Blackest of the Black Cocoa, what started it all
Online shopping leaves me defenseless at times and I couldn’t resist picking up a few extra things. With the price of shipping being what it is might as well go bananas. Or in this case lemons. Lemon Powder claims to deliver maximum lemon flavor to baked goods beyond what fresh lemons can do. I also like the idea I can make things really lemony without upsetting the delicate liquid balance of the recipe.
Continuing the quest for flavor I threw in a bottle of baking emulsion, which apparently ain’t your mother’s baking extract. “Princess Cake” flavor, something citrus/vanilla/nutty, appealed to the six year old in me. Just opening up the bottle made my kitchen smell like a fantasy bakery owned and operated by both Strawberry Shortcake, Holly Hobby and My Little Pony.
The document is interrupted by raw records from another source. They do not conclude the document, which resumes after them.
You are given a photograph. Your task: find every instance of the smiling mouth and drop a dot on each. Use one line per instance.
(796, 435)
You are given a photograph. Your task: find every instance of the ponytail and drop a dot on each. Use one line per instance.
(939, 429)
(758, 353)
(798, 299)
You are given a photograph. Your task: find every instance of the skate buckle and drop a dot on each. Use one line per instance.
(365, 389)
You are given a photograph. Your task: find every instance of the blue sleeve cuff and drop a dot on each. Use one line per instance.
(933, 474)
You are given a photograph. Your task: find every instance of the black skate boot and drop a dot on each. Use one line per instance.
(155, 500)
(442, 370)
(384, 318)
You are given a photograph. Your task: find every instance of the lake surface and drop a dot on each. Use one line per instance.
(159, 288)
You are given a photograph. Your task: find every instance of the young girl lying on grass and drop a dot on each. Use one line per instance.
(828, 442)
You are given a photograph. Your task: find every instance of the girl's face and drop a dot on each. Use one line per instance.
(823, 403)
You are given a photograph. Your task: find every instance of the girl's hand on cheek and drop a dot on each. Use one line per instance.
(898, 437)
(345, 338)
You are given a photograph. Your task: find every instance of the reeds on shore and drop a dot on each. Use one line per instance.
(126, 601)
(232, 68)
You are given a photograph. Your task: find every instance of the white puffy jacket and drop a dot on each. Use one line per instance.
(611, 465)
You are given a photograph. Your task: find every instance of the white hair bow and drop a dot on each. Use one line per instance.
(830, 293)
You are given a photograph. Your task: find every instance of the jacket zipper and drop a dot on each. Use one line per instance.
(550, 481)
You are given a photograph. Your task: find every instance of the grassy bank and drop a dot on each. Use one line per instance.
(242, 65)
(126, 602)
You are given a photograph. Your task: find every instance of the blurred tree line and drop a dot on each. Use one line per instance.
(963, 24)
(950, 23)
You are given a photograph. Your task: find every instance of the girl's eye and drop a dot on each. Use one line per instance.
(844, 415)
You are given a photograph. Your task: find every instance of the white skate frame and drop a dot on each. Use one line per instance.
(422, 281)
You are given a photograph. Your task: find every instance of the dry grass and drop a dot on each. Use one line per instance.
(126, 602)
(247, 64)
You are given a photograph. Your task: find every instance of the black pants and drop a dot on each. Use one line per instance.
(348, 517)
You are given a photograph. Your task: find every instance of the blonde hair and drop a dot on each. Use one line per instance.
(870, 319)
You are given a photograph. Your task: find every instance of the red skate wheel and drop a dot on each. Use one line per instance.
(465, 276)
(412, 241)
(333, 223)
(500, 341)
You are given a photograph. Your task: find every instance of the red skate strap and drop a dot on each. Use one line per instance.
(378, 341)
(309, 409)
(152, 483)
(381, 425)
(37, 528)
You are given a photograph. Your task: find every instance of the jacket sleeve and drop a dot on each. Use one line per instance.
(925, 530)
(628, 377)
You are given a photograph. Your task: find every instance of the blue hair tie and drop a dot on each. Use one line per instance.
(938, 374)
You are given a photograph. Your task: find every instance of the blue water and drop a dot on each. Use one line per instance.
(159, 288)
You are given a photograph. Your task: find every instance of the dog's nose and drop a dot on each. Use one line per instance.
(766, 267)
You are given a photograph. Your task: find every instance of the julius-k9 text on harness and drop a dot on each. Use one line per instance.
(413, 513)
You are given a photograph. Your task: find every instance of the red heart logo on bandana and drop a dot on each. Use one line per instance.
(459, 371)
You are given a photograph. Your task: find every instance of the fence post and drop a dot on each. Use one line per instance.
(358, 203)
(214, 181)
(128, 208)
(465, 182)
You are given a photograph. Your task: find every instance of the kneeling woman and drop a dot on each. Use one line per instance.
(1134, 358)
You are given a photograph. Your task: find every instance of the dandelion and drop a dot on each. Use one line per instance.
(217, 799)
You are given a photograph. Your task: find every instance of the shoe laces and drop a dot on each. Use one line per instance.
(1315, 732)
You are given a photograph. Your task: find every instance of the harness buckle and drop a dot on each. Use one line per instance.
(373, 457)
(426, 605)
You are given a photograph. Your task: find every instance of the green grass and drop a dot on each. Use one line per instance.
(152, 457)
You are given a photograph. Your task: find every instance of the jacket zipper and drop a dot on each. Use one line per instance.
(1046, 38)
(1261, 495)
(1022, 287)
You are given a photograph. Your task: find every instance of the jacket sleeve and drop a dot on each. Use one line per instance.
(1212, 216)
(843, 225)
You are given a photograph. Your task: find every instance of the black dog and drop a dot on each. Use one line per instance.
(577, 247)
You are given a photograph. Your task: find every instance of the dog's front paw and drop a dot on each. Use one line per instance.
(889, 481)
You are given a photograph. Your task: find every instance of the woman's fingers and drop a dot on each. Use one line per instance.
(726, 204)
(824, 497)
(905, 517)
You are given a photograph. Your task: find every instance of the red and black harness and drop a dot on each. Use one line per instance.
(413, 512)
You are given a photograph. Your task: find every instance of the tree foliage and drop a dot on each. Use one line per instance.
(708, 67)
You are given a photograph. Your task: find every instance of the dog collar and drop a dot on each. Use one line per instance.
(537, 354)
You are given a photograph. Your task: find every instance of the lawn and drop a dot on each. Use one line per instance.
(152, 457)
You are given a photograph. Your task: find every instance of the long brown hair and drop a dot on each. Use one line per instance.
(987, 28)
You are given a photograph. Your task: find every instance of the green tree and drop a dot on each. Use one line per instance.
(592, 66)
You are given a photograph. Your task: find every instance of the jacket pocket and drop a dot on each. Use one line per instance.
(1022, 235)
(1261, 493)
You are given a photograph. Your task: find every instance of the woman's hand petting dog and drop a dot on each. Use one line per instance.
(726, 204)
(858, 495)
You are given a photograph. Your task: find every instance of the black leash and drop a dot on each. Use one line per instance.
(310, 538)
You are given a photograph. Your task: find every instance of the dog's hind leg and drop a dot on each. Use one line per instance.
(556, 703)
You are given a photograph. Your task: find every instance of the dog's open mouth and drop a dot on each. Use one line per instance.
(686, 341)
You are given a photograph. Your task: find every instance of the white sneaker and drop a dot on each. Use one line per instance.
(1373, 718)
A little fake and intensely sweet but entirely yummy.
Along with the black cocoa I picked up some richly hued natural cocoa that has not been Dutch processes. Dutch processing is the most popular form of cocoa I find in stores here and usually the only kind. While Dutched cocoa has less natural acidity (and deeper color), its cocoa flavor somewhat mellowed unlike natural cocoa. I’m looking to make high voltage chocolate biscotti soon with a combo of both cocoas.
And what’s a kitchen splurge without a few gadgets? Not a gadget really, the huge stoneware deep dish pie plate was on-sale pie plate and screamed “buy me”! Just look at that baddass scene on it’s surface of King Arthur and his boys chillin’ by the Round Table. You just know they’re discussing import matters of the kingdom like the pros and cons of ground flax seeds vs. blended silken tofu.
The dough whisk, looking like modern art and reminding me of something I found flattened by the side of the road once, promises to be able to stir batters and dough of any strength. I use a rubber spatula to stir things 99.9% of the time, but I have to stay open minded. And if it fails to impress at least I hang it from the Xmas tree or beat a rug with.